With respect to other patellofemoral implants, in 2008
Mohammed et al17 reported on a series of 101 arthroplasties
using the Lubinus, Avon and FPV systems with a mean follow-up
of four years. They reported on 35 re-operations and four revisions to TKR. All of the revisions and 43% of the re-operations
were in patients who had undergone joint replacement using the
Lubinus implant.
From the Australian joint registry, the best performing PFJ
replacement is the Avon with a five-year rate of revision of
9.9%,18 compared with the overall rate of revision rate all PFJ
replacements of almost 15%. By comparison, the five-year rate
of revision for unicompartmental knee replacements (UKR) is
8.8%, and for TKR is 3.8%. In younger patients, who are a more
comparative population, the rate of revision for UKR in patients
less than 65 years old is 10.8%, and for TKR is 5.62%.
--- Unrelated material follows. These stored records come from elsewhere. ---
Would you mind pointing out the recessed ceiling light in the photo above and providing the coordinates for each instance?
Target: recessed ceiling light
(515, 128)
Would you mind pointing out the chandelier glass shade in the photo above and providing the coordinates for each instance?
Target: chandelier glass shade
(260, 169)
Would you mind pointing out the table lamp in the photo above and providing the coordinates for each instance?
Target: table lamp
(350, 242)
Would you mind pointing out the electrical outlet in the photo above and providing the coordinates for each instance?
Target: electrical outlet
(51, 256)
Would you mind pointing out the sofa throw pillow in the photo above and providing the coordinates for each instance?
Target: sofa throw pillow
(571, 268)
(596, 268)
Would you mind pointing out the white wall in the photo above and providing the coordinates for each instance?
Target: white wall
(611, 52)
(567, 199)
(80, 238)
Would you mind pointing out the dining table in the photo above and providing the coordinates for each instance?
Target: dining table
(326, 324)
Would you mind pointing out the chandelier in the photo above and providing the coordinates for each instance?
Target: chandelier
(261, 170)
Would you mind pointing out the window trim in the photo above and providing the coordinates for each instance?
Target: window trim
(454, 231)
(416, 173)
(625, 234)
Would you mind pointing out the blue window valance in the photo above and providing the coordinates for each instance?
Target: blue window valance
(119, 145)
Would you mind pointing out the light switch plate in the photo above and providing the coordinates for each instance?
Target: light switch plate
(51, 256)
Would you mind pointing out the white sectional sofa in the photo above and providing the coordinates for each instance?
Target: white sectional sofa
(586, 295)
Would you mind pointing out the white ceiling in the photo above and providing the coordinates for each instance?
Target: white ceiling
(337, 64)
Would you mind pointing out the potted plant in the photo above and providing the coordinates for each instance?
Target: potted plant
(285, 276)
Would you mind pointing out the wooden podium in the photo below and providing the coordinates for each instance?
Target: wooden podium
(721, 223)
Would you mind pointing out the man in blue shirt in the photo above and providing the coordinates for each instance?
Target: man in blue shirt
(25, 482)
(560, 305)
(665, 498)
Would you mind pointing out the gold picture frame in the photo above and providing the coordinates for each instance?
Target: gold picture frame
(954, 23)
TKR for isolated patellofemoral joint arthritis remains the gold
standard and several series have been reported in the literature.
In 2002, Mont et al19 reported on a series of 30 TKRs in 27
patients, with a mean age of 73 years, and reported no re-operations or revisions. All but one case had excellent or good results
with a KSS of more than 80. In 2007, Meding et al20 reported on
a series of 33 TKRs in patients aged less than 60 years (mean
52 years) and isolated PFJ arthritis. Follow-up at a mean of 6.2
years demonstrated no re-operations or revisions and a mean
KSS of 88. Interestingly, Thompson et al21 in 2001, presented a
series of 33 patients with isolated patellofemoral arthritis, with a
mean age of 73 years, who underwent TKR without patellar
resurfacing with good-to-excellent results and no revisions at a
mean follow-up of 20 months. An important additional finding in
these studies was the high rate of lateral release required and
that extra care was required to optimise patellofemoral tracking
including distal realignment in some cases.22,23 TKR appears to
be a reliable procedure in this patient group but these studies
did not address the implications of TKR in the younger patient
and the problems of subsequent revision.
In 2006, Lonner, Jasko and Booth23 reported on a series of
12 patients who underwent revision of patellofemoral replacement to TKR. In all patients, a primary knee replacement could
be performed without stems or augments: the patellar component was retained and the outcome scores were not compromised when compared with primary TKRs.
As well as ease of revision, there are some other theoretical
advantages of PFJ replacement as it is less invasive, and is associated with a shorter operating time and a quicker rehabilitation.
The preservation of the femorotibial compartments and cruciate
ligaments results in improved gait and knee kinematics.6 The
implication is that a PFJ replacement may provide a more functional knee in the younger, higher demand patient.
Summary
It is clear from a review of the literature that PFJ replacement is
associated with a higher revision rate than TKR, although it is
comparable to unicompartmental knee replacement. However,
patients having PFJ replacement are often younger than those
undergoing TKR and may have had multiple surgical procedures
before joint replacement. Dissatisfaction with TKR is known to
occur in approximately 10% to 20% of patients where no relatively simple revision procedure can generally be offered.25
Therefore, it is conceivable that rates of revision of PFJ replacement may also be increased because of the availability of a relatively straightforward secondary procedure for dissatisfied patients.
The currently published short- and mid-term series on secondgeneration patellofemoral prosthesis are encouraging, with high
retention of prosthesis and good functional results. It is unclear
whether offering a PFJ replacement in an older patient offers any
functional advantage when the revision rates are likely to be
higher. In the younger patient, when the risks of offering TKR outweigh the benefits, PFJ replacement is a reasonable option.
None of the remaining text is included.